The applicant stated he has a 12-year career in the financial services industry, of which seven were spent as a registered representative. The FST said it was therefore difficult to understand how the applicant was not aware of the POPIA obligations and the requirement to obtain consent from the clients.

There was no indication that the applicant requested authorisation to transmit the emails, nor did he seek to find another way of securing evidence without breaching POPIA.

The Tribunal drew attention to section 3(3) of the General Code of Conduct, which states that a provider (including a representative) may not disclose any confidential information acquired or obtained from a client or a product supplier in regard to such a client or supplier, unless the written consent of the client or product supplier has been obtained beforehand or disclosure of the information is required in the public interest or under any law.
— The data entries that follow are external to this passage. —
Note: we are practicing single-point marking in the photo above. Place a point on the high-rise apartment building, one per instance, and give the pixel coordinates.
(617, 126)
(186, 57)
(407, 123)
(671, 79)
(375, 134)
It said that the applicant, with his experience, should have known or been aware of the provisions of section 3(3), “which he flouted with impunity”.

The Tribunal therefore agreed with ASI that the applicant’s explanation was neither plausible nor sustainable.

‘Indifference to wrongfulness of conduct’

The Tribunal did not accept the applicant’s defences, saying he sought to diminish the seriousness of being found in possession of sensitive information that should not have been transferred without ASI’s authorisation.

It said his attitude demonstrated an “indifference to the wrongfulness of his conduct”. The applicant did not fully grasp the wrongfulness of his actions, or the potential harm caused to ASI by the information falling into the hands of a major competitor.

Ultimately, the Tribunal said, the question should not be whether the applicant intended to share the information with ASI’s competitor, but whether he could be trusted with his employer’s sensitive information.

It was reasonable for ASI to infer from the facts that the applicant’s behaviour suggested “a deliberate attempt to conceal the transmission of the emails”. The “only reasonable inference” was that he intended to hide the emails’ dissemination so that KA and her employer could potentially use this information to ASI’s detriment, the Tribunal said.

It was beyond doubt that there was rational connection between the established facts and ASI’s decision to debar, the FST said.